Beppe Attardi, giustamente, parla ora di un concreto rischio in Italia di una
"internet spazzatura". In cui la norma è tentare di venderti pubblicità, e
altre porcherie, in cambio di un modesto e illusorio sconto su tariffe volutamente
astronomiche.
Non a caso Fininvest annuncia il progetto di un suo "mega-portale" da 300
miliardi. In questo ambiente l'ineffabile Berlusca ci andrà a nozze. Altro che reti
civiche e "learning communities". Tutto l'opposto.
Non solo: quasi tutte le indagini e le previsioni concordano con l'enorme rischio
che l'intero sistema industriale italiano sta correndo, causa l'asfissia della nostra
internet e gli alti costi di investimento. La Databank di Milano, per esempio, stima che
da qui a quattro anni potrebbe emergere uno sbilancio commerciale sull'estero di ben
20mila miliardi, fondato su importazioni di beni e (soprattutto) servizi via commercio
elettronico.
Di fronte a questo scenario Bersani e i suoi non trovano di meglio che progettare una
legge con i soliti sussidi a pioggia per incentivare i progetti di commercio elettronico.
Dimenticandosi che così facendo, in realtà, stanno costruendo una legge che
finanzia surrettiziamente il monopolio Telecom, dato che il grosso dell'asfissia, dei
costi e della mancanza di nuove imprese si concentra lì. Insomma lo stato, con i nostri
soldi di contribuenti, concorre a alleggerire la "tassa Telecom" alle imprese.
Una partita di giro che, se non fosse fatta sulla nostra pelle, avrebbe del ridicolo.
Credo di aver esposto i punti essenziali delle questione. Il Governo, via alleanza
con Colaninno (e quelli che ci stanno dietro) ci sta facendo pagare la "tassa".
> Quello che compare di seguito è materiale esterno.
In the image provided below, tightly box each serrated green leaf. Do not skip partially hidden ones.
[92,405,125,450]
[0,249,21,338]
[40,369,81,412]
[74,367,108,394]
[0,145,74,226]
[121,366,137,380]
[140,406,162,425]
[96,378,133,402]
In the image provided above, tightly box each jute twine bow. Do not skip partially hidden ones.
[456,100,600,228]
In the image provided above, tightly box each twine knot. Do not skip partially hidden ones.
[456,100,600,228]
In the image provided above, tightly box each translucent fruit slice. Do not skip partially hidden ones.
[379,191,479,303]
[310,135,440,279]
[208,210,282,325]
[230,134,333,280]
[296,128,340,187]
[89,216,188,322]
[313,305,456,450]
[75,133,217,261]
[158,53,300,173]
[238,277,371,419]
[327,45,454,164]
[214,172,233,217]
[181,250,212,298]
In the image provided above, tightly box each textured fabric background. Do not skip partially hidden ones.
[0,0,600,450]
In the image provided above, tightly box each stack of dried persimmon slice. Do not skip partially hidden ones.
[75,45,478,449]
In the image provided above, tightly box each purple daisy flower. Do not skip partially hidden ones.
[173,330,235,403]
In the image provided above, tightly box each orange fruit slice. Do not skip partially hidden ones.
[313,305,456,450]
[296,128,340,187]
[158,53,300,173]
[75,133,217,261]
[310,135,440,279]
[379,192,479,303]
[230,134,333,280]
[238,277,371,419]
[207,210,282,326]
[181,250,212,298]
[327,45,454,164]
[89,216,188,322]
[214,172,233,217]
E quindi, almeno, creiamo un rapporto di forze per contrattarla e alleggerirla. Al di là
del fatto di un esecutivo che si voleva diverso e che invece, sotto i ricatti dei potenti,
sta ripercorrendo gli stessi errori, e le stesse mancanze di coraggio, dei suoi
infausti predecessori.
Per questo mi pare appropriato (e anche gli altri membri fondatori di Innovazione
condividono) lanciare una iniziativa a tutto campo chiamata "otto a uno". Ovvero
una campagna, dentro e fuori la rete, per porre la questione, far convergere forze,
arrivare quantomeno a un confronto e a una trattativa.
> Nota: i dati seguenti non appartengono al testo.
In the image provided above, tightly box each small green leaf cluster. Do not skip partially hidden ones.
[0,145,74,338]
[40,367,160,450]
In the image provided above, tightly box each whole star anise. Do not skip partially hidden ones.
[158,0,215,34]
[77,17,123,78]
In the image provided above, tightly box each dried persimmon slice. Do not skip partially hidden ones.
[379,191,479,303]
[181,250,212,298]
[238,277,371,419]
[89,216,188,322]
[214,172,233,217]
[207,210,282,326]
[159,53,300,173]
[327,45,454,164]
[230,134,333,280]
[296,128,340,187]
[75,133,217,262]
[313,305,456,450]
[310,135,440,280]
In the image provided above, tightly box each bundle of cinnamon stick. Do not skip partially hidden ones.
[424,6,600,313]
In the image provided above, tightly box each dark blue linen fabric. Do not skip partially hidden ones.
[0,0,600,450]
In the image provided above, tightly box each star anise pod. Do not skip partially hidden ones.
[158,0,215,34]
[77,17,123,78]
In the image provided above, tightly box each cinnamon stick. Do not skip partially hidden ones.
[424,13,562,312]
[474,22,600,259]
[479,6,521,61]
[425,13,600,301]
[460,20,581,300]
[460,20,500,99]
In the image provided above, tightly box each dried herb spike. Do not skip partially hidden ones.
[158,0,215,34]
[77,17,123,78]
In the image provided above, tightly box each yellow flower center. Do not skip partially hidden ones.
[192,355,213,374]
Anche altri sono su questa esatta lunghezza d'onda. Per esempio molti ISP italiani,
ormai minacciati di morte rapida, che stanno coalizzandosi su un obiettivo analogo. Il
terreno è quindi fertile: l'Italia del resto sta pagando con il suo futuro una situazione
insostenibile e, anche qui, per molti aspetti ridicola. Tornerò a breve sull'argomento.